Kamis, 09 Agustus 2012
Do You Eat Like An Olympic Or Professional Athlete?
I had an interesting post in the works on the physiological differences between bodybuilder training (like Body Beast) and our other stuff (P90X et al) but don’t have time to do it justice so you’re getting a quick news hit instead. Newhope 360, a trade publication on natural products, presented this slide show on what Olympic athletes eat.
It’s mainly eye candy, as slide shows tend to be, but highlights a few trends that athletes seems to share with the rest of us. Kids tend to eat like crap—-Ryan Lochte lived on McDonald’s in Beijing—-and those who have long careers tend to clean up their act. And while not addressed in the slide show, professional athletes seem to follow similar patterns. "You be surprised how bad a lot of the guys we work with eat when they get here," said Dr. Marcus Elliott, owner of P3, an elite athlete training facility and head of Beachbody's scientific advisory board. "The ones who stick it out tend improve their diet a lot. We help but, really, the level of training we demand helps to dictate it too."
Beach volleyball’s Misty May-Treanor’s power food is Greek yogurt and honey, and pal Kerri Walsh Jennings describes her food philosophy as "the greener the better." The two won their third consecutive Olympic gold medal yesterday during their final match together.
Overall it’s probably not too shocking.
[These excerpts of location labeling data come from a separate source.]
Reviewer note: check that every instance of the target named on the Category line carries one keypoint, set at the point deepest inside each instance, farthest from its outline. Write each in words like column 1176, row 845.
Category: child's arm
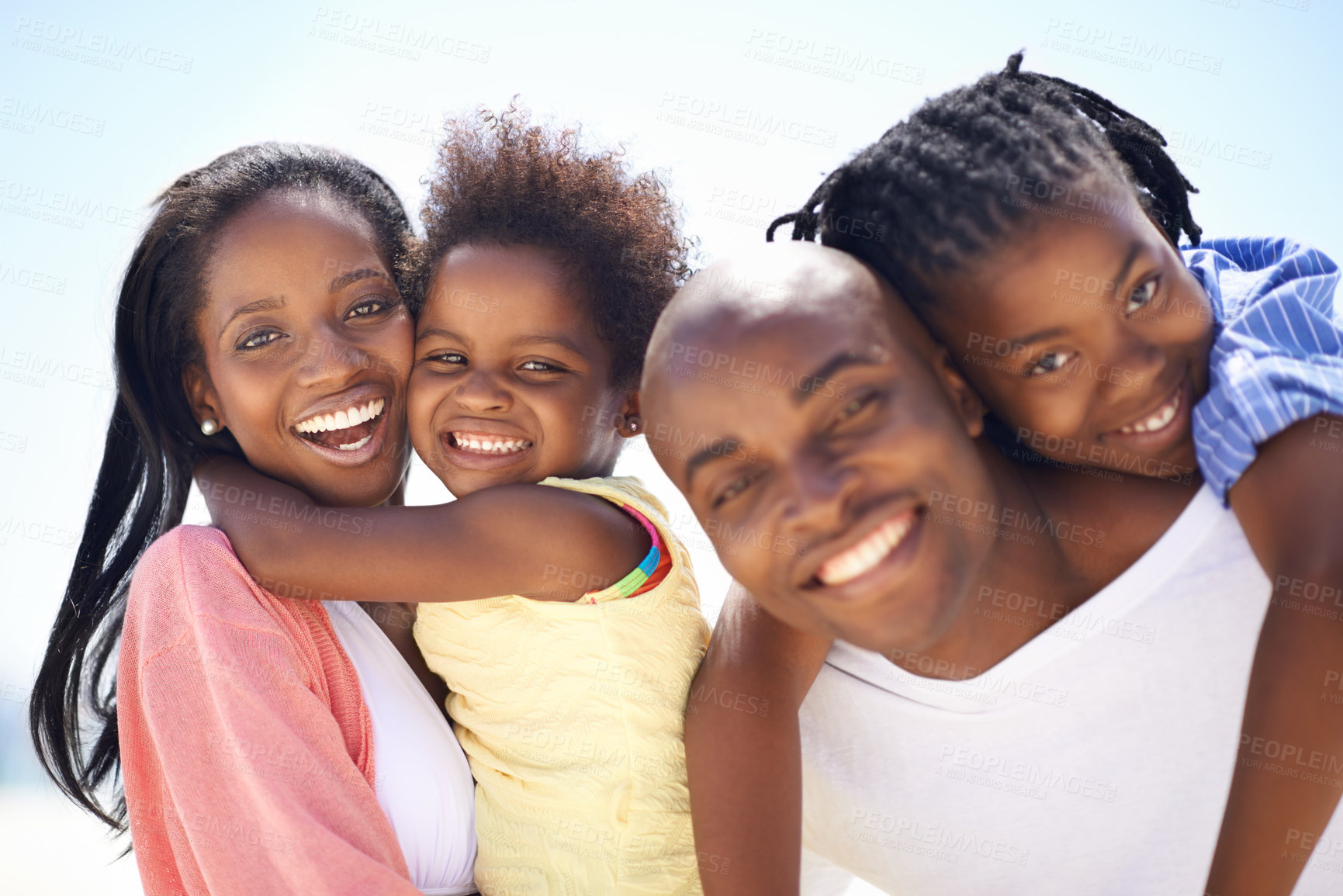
column 1289, row 504
column 743, row 750
column 538, row 541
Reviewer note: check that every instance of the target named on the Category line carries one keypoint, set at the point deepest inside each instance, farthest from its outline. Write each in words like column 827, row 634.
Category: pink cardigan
column 246, row 746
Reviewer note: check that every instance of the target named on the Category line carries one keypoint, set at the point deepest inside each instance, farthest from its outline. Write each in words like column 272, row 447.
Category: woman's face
column 308, row 348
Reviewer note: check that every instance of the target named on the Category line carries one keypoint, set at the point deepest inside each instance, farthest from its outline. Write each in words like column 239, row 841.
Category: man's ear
column 202, row 395
column 628, row 422
column 968, row 406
Athletes, especially young ones, burn a ginormous number of calories (Michael Phelps’ 12,000 cal/days makes the list) and can pretty much eat all they want when their training volume is high. You can’t eat enough to replenish spending six hours above your anaerobic threshold no matter how old you are. But it is nice to see their human side. Even Phelps has had to cut back at the ripe old of age of 24 to “a three-egg omelet and three pieces of French toast and coffee this morning.” Aging is such a bitch.
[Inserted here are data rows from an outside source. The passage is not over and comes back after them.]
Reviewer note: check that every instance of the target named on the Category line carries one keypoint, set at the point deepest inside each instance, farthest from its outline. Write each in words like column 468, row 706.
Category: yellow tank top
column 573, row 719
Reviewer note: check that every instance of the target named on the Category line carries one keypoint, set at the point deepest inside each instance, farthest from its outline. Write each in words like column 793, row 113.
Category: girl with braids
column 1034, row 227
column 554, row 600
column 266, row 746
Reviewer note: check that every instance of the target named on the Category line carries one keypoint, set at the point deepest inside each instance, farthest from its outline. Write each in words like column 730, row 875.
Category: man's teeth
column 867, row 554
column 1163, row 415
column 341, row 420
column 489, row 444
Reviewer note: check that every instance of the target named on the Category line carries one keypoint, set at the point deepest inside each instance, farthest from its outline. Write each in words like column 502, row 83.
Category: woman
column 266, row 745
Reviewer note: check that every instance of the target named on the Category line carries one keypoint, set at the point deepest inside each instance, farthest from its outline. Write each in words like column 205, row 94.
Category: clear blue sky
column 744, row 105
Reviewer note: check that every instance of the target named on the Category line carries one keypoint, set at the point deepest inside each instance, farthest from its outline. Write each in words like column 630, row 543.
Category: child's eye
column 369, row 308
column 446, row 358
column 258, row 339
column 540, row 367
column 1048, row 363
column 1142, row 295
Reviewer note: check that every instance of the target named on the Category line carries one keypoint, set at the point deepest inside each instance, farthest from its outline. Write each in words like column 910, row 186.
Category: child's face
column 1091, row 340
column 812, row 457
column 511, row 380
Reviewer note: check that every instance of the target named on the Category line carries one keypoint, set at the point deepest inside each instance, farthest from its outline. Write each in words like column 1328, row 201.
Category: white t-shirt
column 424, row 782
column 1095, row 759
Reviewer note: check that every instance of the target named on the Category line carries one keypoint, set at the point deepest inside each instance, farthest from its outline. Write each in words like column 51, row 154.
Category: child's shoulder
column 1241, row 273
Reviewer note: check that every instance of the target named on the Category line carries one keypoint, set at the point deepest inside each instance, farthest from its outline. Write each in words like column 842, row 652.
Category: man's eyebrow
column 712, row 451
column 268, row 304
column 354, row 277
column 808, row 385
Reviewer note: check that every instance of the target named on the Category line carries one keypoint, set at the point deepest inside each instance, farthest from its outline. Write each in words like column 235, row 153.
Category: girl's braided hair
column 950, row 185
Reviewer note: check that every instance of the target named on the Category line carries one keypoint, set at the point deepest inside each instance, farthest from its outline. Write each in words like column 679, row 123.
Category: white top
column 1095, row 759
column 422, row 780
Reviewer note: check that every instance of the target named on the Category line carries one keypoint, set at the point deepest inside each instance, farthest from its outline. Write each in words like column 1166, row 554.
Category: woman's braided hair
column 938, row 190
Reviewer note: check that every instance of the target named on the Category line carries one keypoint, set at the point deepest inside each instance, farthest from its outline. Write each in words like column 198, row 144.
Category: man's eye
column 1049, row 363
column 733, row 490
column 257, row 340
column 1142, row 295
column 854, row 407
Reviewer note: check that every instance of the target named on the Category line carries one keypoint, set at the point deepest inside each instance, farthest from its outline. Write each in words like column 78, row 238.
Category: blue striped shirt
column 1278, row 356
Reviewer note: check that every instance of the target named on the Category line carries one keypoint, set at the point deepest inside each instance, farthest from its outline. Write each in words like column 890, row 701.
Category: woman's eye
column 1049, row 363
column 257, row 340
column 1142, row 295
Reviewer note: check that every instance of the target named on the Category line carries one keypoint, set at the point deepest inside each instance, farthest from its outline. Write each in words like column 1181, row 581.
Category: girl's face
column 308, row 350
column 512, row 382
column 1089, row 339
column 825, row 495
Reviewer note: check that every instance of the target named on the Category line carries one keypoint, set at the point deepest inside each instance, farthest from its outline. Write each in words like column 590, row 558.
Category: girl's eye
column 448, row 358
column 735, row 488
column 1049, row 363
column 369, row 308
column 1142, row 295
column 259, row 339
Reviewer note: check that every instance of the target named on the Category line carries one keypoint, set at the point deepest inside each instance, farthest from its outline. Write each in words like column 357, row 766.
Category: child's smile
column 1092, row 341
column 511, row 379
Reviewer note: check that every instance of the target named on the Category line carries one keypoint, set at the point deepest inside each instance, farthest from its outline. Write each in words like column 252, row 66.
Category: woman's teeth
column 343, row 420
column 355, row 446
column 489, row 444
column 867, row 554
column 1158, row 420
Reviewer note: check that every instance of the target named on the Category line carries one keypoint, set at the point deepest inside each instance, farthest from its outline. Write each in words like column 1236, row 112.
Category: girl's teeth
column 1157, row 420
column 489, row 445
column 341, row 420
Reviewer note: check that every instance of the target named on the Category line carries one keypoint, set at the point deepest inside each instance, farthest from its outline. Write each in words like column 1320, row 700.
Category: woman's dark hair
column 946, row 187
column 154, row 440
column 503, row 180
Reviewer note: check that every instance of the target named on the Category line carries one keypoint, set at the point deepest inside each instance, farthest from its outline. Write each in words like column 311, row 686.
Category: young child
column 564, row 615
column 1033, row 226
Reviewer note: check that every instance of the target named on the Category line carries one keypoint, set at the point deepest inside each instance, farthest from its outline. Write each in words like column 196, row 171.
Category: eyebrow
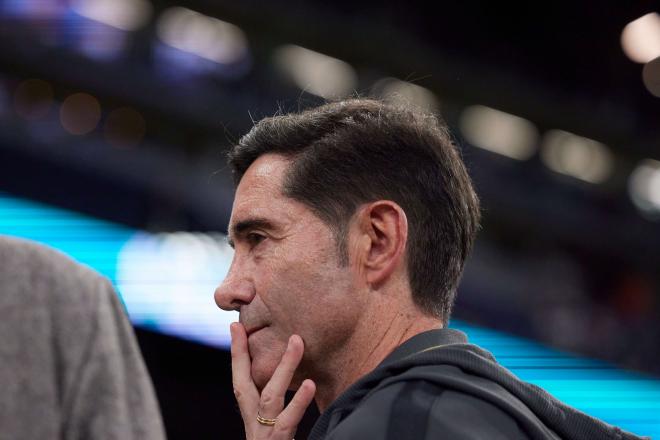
column 239, row 229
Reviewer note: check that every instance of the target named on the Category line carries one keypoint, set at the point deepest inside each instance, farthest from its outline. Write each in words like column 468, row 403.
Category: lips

Anyway, bottom line here is that the common theme sounds exactly like what we’ve been preaching forever. As ABC news reported, the now gold medal wearing Lochte has a new recipe for success.
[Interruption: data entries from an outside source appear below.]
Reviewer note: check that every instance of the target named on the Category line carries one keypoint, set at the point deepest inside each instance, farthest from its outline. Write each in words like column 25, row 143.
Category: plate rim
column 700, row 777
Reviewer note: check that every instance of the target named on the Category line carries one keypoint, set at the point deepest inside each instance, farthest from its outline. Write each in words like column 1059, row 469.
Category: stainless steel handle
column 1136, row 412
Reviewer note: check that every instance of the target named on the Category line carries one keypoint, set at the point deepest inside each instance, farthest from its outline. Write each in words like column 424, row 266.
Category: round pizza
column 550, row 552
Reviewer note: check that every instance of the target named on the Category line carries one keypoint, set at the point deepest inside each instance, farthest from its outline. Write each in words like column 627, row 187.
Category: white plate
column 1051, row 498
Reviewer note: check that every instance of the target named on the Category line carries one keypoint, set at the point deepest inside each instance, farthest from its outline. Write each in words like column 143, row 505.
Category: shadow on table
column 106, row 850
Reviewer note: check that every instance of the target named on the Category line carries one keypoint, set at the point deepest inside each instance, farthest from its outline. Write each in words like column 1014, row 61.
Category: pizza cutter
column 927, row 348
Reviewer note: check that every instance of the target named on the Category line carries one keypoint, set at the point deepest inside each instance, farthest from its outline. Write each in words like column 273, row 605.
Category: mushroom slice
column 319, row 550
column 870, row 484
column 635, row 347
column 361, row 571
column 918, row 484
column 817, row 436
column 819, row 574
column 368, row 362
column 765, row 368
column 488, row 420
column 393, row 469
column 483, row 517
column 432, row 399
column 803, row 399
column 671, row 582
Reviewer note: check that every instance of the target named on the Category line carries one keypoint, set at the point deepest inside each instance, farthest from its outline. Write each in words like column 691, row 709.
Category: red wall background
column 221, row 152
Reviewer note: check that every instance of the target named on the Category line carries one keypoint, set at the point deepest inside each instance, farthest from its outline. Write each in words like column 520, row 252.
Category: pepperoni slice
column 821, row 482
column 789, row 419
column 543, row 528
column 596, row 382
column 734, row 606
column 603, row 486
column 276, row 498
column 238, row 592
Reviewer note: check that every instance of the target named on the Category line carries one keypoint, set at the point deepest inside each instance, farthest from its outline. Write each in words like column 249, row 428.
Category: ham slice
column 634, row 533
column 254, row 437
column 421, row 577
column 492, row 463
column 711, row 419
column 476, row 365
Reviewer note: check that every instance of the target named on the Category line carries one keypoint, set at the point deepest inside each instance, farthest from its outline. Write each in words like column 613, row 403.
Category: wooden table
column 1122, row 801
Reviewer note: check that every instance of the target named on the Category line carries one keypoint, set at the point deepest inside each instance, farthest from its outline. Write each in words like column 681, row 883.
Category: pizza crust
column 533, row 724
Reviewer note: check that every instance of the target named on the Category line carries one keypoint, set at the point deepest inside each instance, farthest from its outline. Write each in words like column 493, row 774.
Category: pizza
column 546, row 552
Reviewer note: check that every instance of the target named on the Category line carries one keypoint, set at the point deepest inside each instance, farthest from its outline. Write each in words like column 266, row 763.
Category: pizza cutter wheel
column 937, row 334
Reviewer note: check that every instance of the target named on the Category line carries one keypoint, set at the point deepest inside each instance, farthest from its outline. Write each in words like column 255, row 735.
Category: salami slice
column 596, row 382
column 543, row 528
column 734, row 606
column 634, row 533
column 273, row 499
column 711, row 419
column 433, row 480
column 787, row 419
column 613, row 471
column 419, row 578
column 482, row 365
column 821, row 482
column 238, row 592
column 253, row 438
“He stopped eating fast food, and adopted foods like lean protein, whole grains and healthy fats. A typical recovery meal includes grilled chicken, whole grain spaghetti and a green salad with lemon juice and olive oil,” a meal like very familiar to anyone who owns a Beachbody program. Congrats kids, you all eat like Olympians!
Tomorrow Newhope 360 is covering Olympian supplement regimens. This promises to be more revealing. I’ll report on it should that hold true.